The only real downside is how the unsubtle writing forces everything to happen artificially just to get things going the way it wants them to. The metaphors (Lois takes lemon in her tea, while Nat takes sugar) as well as some scenes (e.g., the car crash) seem there just to provide "drama" to a film already filled with it — just in case some viewers don't "get it."

Look out for Louise Beavers as Nat's maid, Mattie. Two years later, Beavers would get her best role as the business partner of Claudette Colbert in the 1934 version of Imitation of Life (the superior one, in my opinion). Her presence almost makes up for the appearance of yet another wide-eyed Negro used for comic effect in an early scene (didn't that get old, even then?).

The title refers to the concept of all the skyscrapers in the city having been inspired by the women behind the men, as Nat inspires Larry in this film. Director Archie Mayo would again direct Francis in 1936's Give Me Your Heart (also with Roland Young, as well as Francis's frequent costar George Brent) and in the cross-dressing comedy Charley's Aunt (1941) starring Jack Benny. He would also helm the Marx Brothers misfire A Night in Casablanca in 1946.

Monday, April 7, 2008

A Notorious Affair directed by Lloyd Bacon (starring Kay Francis, Billie Dove, Basil Rathbone)

A Notorious Affair (1930). Screenplay/adaptation by J. Grubb Alexander from the play Fame by Audrey Carter and Waverly Carter. Features music by Felix Mendelssohn (both his violin concerto and "Hark! the Herald Angels Sing").

When heiress Patricia Hanley (Billie Dove) marries (below her station — and without permission!) up-and-coming Italian violinist Paul Gherardi (Basil Rathbone), she immediately loses access to her father, her rich friends, and her fortune. But success comes quickly to Gherardi, and with success comes cockiness. Gherardi begins an affair with one of the people he met at Patricia's home, the countess Olga Balakireff (Kay Francis).
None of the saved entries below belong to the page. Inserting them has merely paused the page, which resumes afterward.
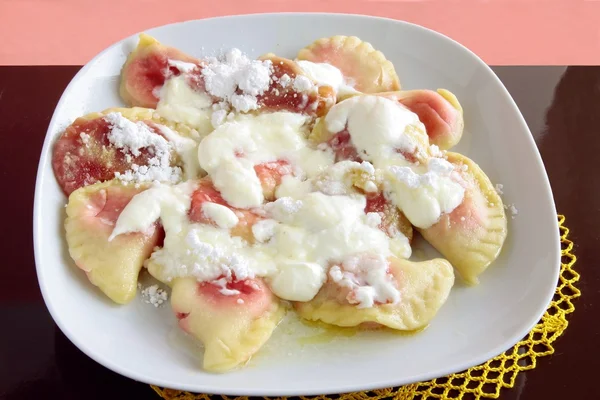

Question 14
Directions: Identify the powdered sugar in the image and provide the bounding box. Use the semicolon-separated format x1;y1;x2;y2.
428;158;455;175
154;125;201;181
292;75;314;92
494;184;517;218
104;112;182;184
387;167;420;189
388;157;455;190
114;162;182;184
504;203;518;219
179;229;253;281
278;74;292;88
201;49;272;113
105;112;170;156
230;94;259;113
168;59;198;74
79;132;90;146
210;102;236;128
211;277;241;296
139;283;168;307
329;254;400;309
149;225;256;284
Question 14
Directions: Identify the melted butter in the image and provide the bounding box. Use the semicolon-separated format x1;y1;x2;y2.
297;318;428;344
296;319;358;345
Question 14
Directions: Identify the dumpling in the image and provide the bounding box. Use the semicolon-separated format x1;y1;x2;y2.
308;99;431;165
258;54;337;117
378;89;464;150
170;276;284;372
120;34;202;108
418;152;508;284
52;107;197;195
296;256;454;331
65;181;163;304
297;36;401;94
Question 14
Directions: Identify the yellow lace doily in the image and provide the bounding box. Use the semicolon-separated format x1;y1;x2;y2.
152;215;580;400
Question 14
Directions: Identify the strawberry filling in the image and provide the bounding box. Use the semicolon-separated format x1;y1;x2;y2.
327;130;361;162
365;194;395;237
445;192;484;231
122;45;203;108
397;95;454;142
199;277;270;309
365;193;413;242
189;159;292;232
257;57;335;117
365;192;387;214
176;312;192;333
300;42;364;91
82;185;164;240
174;277;272;334
188;179;263;242
175;312;189;321
379;90;461;147
70;184;165;276
128;52;173;106
254;160;293;201
89;187;131;223
195;277;273;315
395;148;418;164
401;102;449;142
52;117;168;195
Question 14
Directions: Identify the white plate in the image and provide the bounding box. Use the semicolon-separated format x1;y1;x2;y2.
33;13;560;396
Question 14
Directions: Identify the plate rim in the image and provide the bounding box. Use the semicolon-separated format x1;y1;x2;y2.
33;12;561;396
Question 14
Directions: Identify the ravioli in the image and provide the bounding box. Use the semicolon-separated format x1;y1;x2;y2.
308;103;431;166
378;89;464;150
171;276;284;372
258;54;337;117
52;107;197;195
65;181;164;304
418;153;508;284
120;34;202;108
297;35;401;94
296;257;454;331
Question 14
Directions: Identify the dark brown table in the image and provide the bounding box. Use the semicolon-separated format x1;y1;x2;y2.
0;66;597;400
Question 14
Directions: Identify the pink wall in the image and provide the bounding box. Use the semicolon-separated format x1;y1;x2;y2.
1;0;597;65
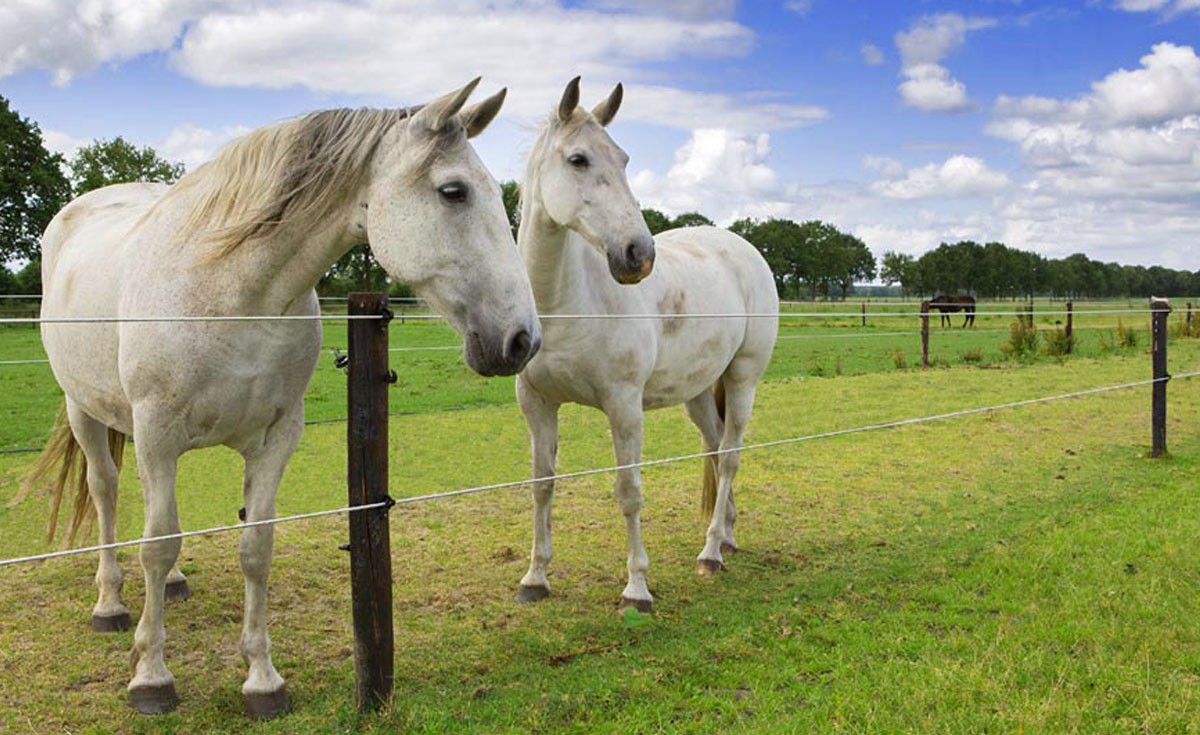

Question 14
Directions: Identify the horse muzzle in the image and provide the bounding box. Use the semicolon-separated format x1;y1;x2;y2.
464;322;542;376
606;236;655;285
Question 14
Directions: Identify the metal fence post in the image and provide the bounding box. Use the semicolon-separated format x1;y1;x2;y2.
347;292;394;710
920;300;930;368
1151;297;1171;458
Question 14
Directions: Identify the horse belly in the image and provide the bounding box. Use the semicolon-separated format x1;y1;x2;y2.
642;331;736;410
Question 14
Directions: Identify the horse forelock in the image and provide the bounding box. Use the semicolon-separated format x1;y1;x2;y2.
173;106;428;260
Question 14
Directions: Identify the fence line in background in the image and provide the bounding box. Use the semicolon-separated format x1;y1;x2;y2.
2;369;1195;570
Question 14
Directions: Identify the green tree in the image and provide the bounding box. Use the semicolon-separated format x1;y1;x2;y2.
671;211;715;228
0;96;71;261
879;252;915;295
641;208;672;235
499;180;521;240
68;136;184;195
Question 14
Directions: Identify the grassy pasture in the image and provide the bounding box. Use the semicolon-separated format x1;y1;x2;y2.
0;304;1197;733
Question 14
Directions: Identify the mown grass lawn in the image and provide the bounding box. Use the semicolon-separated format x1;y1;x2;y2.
0;328;1197;733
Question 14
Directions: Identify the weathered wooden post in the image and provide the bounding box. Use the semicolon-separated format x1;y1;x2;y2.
1151;297;1170;458
861;302;866;327
1065;300;1073;354
920;300;930;368
1187;302;1194;337
347;292;394;710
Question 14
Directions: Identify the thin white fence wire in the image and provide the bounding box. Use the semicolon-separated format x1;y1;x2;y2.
2;370;1194;569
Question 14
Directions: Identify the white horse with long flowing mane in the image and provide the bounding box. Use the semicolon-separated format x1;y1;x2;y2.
26;79;539;717
514;78;778;612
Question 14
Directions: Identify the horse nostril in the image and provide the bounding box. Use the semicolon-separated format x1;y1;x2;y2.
506;329;536;365
625;242;640;267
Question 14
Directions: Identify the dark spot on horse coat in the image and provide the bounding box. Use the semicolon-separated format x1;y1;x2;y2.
658;290;686;335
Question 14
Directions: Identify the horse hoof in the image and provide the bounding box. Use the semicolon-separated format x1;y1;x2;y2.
696;559;725;576
165;580;192;602
515;584;550;603
720;542;739;555
620;597;653;614
91;612;132;633
129;683;180;715
245;687;292;720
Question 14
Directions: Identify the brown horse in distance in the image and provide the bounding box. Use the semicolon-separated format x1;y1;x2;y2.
930;294;976;327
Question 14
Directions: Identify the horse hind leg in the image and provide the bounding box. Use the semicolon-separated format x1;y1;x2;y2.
685;385;736;554
696;364;759;576
65;402;131;632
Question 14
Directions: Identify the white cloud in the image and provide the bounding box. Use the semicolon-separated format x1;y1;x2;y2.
631;128;780;217
156;123;251;171
40;129;89;158
893;14;994;113
784;0;814;14
862;156;903;179
899;64;971;113
1115;0;1200;15
860;43;884;66
0;1;825;133
871;155;1010;199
In fact, the Gherardis' relationship breaks down so quickly that it's actually kind of funny. His wife practically steps aside as he and the countess spend more and more time together. (But when her opportunity comes with a doctor friend, watch how he gets in her way!)

From her very first scene, Francis's character's way with men is established, as she practically forces her way onto the hired help — really turning on the panther charm. This is actually a continuing thread throughout the movie, giving very little depth to an otherwise uninteresting character (with an awfully unfetching hairstyle).
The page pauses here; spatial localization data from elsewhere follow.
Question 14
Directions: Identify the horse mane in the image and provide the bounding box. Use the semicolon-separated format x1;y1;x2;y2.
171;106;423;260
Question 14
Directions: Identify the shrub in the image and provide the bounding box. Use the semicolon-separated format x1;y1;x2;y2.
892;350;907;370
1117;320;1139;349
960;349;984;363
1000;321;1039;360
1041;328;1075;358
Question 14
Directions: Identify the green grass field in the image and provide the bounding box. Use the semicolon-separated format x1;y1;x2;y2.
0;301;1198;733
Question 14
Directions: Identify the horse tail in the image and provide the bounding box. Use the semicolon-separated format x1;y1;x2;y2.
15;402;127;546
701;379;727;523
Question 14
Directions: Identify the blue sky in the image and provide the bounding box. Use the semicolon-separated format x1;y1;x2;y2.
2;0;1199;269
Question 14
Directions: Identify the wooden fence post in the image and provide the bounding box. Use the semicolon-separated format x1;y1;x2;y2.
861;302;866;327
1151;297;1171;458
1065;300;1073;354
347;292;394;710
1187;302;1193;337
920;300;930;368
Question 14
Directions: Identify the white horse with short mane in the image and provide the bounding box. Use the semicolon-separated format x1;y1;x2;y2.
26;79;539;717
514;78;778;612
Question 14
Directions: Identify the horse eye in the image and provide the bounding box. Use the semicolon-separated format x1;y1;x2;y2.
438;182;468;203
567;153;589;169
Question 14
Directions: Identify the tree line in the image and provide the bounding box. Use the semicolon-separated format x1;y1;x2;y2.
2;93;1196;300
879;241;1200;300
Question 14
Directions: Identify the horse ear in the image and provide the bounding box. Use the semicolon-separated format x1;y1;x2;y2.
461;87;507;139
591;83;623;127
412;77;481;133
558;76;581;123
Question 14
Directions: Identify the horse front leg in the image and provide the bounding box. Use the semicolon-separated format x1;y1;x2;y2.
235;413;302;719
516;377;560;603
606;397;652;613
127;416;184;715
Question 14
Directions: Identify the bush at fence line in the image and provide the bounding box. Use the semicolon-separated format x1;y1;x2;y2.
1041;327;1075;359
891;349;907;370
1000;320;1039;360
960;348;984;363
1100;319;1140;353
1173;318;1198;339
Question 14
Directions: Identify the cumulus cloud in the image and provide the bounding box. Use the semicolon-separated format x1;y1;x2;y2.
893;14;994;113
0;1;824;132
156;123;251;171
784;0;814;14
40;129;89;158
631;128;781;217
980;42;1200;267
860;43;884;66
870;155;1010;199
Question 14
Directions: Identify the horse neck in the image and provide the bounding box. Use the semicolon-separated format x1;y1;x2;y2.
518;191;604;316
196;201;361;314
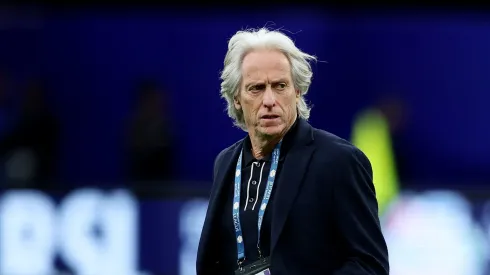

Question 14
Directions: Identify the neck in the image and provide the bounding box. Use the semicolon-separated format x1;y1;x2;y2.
249;117;297;159
250;135;282;159
250;120;295;159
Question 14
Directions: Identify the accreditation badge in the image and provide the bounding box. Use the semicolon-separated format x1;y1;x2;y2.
235;257;271;275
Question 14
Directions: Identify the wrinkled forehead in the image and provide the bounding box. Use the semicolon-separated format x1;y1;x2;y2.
241;49;292;82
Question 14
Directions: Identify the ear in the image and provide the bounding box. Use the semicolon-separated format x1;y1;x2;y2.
295;90;301;101
234;97;241;110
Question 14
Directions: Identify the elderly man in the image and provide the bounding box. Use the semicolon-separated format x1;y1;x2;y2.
197;28;389;275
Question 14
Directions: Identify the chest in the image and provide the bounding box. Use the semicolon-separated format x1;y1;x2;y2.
221;159;284;235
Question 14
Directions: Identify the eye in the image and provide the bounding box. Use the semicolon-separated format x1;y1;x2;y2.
275;82;288;90
248;84;265;93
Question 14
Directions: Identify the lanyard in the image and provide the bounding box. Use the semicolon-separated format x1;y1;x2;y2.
233;141;282;267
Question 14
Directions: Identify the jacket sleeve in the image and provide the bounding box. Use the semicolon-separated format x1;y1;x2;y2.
332;146;390;275
196;149;227;275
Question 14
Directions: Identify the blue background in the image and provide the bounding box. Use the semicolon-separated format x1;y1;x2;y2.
1;8;490;275
2;9;488;186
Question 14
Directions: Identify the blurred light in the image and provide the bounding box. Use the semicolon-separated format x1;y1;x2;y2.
480;200;490;242
179;199;208;275
0;188;140;275
383;190;489;275
0;189;57;275
57;188;139;275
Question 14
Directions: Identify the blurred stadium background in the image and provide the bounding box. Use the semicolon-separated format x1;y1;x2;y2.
0;5;489;275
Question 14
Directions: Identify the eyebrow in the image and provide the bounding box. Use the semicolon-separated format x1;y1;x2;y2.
244;82;263;89
272;79;289;84
244;79;289;89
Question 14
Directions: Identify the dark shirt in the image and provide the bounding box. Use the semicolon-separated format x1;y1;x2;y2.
217;119;298;273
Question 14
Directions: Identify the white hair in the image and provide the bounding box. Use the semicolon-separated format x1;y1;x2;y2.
220;27;317;131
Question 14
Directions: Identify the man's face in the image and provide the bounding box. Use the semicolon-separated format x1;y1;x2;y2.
235;49;299;139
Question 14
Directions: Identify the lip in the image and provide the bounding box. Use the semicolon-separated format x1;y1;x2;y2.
260;115;280;119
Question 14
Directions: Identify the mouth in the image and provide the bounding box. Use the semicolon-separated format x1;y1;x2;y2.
261;115;280;120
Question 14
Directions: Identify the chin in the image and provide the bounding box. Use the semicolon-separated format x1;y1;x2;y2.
257;125;285;138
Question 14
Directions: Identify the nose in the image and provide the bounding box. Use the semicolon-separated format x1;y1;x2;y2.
262;86;276;108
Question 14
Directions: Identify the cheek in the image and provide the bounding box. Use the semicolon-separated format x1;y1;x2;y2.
241;101;260;119
281;97;298;115
247;101;261;115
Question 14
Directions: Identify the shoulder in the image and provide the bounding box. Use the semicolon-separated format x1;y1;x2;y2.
211;139;243;182
311;126;371;171
214;139;243;166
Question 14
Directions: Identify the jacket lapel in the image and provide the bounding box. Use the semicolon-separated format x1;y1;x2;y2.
271;119;315;253
209;143;242;216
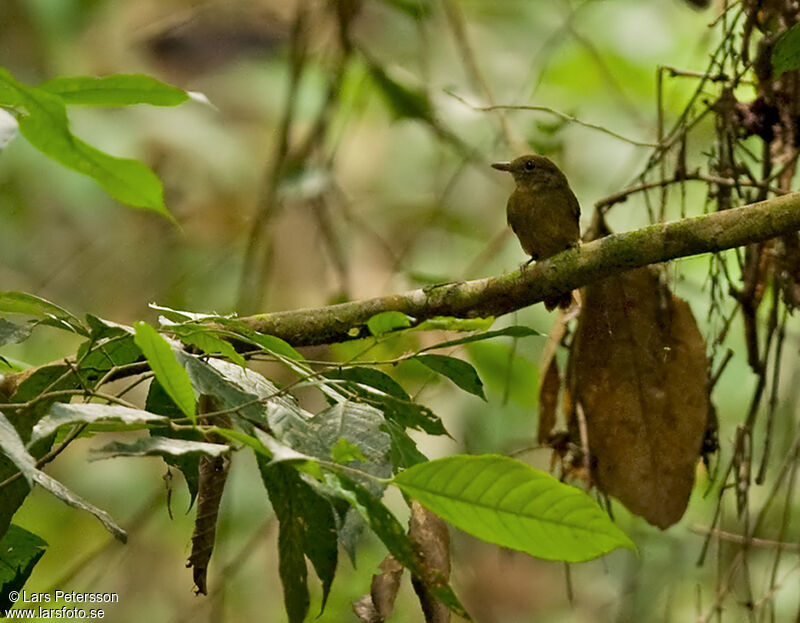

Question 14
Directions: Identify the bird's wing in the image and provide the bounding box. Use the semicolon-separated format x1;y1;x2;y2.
569;190;581;221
Fans who only know Rathbone from his series of Sherlock Holmes films will be surprised to find him so young and very much the leading man. But he soon overdoes it, from his accent to his delivery (he could have been in Top Hat).

There's not much to recommend A Notorious Affair. This little potboiler definitely belongs to Dove — a silent star in her first talkie — though Francis steals every scene she's in as the insatiable maneater. And after all the back and forth suffering from affair to affair, the "happy" ending is just confusing.

(Watch for Gino Corrado in a rare non-waiter role as Rathbone's piano accompanist.)